Because her TA funding did not cover break times and lunchtimes, D would spend these holding onto a playground assistants hand.

I found it very hard to fathom that my daughter – who could count to 50 by the time she was 3 years old and was recognising letters from 2 years old – was put onto the “slow learners” table on the times that she was able to be in the classroom. Due to her inability to read phonetically and her inability to form letters? Plus delayed social skills?

D was never able to go down to class assemblies or participate in school plays – again her anxieties took over.

As soon as we had her (second attempt at) statement through, I was pushing for a place at the local SN school, we had already viewed it and knew it was the best place for D – but of course, every child is different. A lady who had a downs boy in T’s class kept saying to me “stick with it, it’s D’s right to be there” but I knew it wasn’t for her.
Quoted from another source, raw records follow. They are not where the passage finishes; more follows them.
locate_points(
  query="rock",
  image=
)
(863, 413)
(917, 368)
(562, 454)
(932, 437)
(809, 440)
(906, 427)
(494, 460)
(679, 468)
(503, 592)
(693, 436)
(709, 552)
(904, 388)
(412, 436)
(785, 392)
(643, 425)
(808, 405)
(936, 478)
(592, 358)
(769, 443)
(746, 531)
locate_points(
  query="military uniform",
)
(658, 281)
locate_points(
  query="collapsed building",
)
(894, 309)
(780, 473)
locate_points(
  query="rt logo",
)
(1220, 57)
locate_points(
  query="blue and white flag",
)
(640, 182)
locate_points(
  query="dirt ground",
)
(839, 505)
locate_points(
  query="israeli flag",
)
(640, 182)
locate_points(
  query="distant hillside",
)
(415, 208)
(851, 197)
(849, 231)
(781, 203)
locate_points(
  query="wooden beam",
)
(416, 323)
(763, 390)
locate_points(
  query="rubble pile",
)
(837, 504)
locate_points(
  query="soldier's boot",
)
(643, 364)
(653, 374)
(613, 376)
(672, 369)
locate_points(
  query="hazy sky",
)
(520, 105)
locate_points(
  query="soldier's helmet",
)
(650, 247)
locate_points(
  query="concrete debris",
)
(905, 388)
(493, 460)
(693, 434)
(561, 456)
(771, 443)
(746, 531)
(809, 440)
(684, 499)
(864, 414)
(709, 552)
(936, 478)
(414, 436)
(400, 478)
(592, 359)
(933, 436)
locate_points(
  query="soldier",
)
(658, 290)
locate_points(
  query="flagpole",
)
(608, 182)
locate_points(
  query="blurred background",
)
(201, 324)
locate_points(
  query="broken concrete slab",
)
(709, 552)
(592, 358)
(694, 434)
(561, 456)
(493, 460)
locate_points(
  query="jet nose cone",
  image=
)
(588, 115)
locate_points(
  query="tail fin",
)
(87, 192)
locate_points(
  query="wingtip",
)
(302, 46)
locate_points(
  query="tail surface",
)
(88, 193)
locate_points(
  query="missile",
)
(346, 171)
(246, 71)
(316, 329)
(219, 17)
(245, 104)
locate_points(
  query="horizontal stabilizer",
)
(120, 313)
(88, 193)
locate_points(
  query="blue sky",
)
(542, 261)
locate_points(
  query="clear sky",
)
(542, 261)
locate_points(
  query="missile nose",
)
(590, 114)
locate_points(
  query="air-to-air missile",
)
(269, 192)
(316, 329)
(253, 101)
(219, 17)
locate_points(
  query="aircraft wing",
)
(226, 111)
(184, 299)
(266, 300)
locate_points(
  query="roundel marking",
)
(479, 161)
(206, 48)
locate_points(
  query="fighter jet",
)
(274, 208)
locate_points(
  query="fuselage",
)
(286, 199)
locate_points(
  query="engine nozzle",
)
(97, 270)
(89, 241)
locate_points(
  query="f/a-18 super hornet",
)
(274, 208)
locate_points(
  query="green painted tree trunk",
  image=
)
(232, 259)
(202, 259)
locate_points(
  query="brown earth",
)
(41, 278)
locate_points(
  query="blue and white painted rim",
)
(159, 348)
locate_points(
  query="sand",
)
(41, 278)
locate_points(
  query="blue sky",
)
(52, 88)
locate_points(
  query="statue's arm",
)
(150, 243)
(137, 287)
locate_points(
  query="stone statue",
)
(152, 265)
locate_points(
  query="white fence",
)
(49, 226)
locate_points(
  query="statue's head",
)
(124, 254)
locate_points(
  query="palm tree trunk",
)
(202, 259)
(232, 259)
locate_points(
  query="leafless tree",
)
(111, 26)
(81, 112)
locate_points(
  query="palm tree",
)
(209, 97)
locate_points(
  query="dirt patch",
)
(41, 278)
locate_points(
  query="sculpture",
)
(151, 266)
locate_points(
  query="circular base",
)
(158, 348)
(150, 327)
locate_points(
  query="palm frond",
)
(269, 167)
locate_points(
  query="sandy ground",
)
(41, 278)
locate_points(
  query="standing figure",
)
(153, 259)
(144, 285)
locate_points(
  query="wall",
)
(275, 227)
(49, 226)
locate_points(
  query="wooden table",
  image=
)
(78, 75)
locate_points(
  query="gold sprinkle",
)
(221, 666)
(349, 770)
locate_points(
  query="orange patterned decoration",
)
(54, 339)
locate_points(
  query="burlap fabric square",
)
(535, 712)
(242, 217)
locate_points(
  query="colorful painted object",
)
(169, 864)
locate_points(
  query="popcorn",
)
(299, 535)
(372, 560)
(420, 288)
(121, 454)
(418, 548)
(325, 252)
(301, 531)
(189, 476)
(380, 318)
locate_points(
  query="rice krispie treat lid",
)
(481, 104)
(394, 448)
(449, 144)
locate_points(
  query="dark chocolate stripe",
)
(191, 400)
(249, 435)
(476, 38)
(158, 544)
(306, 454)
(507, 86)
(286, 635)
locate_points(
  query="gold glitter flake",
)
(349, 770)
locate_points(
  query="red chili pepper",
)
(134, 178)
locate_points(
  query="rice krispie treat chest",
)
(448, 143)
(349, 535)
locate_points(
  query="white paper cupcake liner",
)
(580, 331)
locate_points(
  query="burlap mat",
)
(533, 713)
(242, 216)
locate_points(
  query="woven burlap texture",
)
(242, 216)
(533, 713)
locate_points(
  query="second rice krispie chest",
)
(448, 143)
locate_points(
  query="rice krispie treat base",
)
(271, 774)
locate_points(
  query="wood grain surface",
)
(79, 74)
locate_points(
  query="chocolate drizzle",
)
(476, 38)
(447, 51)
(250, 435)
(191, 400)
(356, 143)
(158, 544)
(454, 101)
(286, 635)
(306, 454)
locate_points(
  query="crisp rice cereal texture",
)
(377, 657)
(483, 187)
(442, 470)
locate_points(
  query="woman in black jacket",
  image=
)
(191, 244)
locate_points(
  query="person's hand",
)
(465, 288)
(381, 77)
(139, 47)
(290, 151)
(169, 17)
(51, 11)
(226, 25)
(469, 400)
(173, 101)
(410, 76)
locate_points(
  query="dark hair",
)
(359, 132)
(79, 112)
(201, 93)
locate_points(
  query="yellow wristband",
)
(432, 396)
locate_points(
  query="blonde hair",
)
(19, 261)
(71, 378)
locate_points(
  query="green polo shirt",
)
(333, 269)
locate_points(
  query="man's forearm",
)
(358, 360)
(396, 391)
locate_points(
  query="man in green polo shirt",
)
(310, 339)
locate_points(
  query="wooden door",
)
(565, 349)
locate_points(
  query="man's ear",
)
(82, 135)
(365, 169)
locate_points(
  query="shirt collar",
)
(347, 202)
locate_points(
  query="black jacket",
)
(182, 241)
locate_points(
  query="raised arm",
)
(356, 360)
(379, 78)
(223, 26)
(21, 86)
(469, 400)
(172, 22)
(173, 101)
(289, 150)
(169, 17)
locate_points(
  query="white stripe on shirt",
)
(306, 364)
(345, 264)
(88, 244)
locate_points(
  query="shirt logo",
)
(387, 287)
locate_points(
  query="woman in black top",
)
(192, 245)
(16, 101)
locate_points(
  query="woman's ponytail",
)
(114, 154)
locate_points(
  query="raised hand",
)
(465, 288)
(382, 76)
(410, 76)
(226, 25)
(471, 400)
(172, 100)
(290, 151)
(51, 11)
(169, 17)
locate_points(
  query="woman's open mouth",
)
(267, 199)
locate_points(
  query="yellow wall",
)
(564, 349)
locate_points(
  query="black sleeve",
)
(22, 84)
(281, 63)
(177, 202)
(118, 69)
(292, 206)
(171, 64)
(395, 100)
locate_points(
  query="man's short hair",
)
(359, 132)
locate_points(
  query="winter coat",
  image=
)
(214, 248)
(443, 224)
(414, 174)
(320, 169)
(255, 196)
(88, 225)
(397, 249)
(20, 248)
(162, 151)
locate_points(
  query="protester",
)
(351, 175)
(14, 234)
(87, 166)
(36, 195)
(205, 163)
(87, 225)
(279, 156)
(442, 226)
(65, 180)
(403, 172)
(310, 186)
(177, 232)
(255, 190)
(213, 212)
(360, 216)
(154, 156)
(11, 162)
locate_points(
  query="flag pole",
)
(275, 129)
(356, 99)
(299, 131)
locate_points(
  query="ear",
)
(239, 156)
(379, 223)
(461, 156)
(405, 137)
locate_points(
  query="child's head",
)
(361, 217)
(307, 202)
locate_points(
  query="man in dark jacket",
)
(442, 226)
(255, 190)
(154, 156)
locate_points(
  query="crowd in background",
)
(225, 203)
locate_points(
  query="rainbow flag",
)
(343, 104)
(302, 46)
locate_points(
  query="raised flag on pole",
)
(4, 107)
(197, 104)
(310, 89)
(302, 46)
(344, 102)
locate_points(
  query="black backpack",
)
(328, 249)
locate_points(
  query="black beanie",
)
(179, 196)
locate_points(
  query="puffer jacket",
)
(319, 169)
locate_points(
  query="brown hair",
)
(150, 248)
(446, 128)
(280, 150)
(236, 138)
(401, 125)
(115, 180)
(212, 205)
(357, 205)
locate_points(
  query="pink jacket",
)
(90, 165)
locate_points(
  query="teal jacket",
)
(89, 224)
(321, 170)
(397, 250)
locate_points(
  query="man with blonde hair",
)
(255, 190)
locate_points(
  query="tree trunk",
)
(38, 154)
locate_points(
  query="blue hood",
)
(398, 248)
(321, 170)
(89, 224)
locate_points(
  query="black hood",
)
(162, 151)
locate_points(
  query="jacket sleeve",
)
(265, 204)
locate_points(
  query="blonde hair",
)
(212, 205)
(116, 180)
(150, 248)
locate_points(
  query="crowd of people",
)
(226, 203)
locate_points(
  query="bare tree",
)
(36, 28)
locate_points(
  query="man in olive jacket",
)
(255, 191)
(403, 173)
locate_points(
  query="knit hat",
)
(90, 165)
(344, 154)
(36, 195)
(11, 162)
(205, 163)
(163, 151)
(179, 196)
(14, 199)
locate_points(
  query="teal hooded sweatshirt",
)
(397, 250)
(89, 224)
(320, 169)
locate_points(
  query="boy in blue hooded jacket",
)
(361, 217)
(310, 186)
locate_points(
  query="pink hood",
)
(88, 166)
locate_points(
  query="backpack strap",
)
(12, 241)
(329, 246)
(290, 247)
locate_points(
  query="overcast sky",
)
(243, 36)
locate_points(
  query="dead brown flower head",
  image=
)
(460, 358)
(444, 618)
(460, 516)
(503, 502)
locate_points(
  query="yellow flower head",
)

So, I would say – if your child is starting “big” school soon:
*Establish a working relationship with your child’s 1:1, get basic ground rules as to what you expect from them and they from you
*Be prepared for meetings with the school to be emotional – no matter how trivial the subject matter may seem – I cried in every meeting! Which brings me on to:
*Write everything down in advance that you want to say, always have a notebook in your bag so that if you’re in the checkout, for example, you can write it down before you forget.
*Be flexible, the school will want your child to enjoy their day as much as you want them to.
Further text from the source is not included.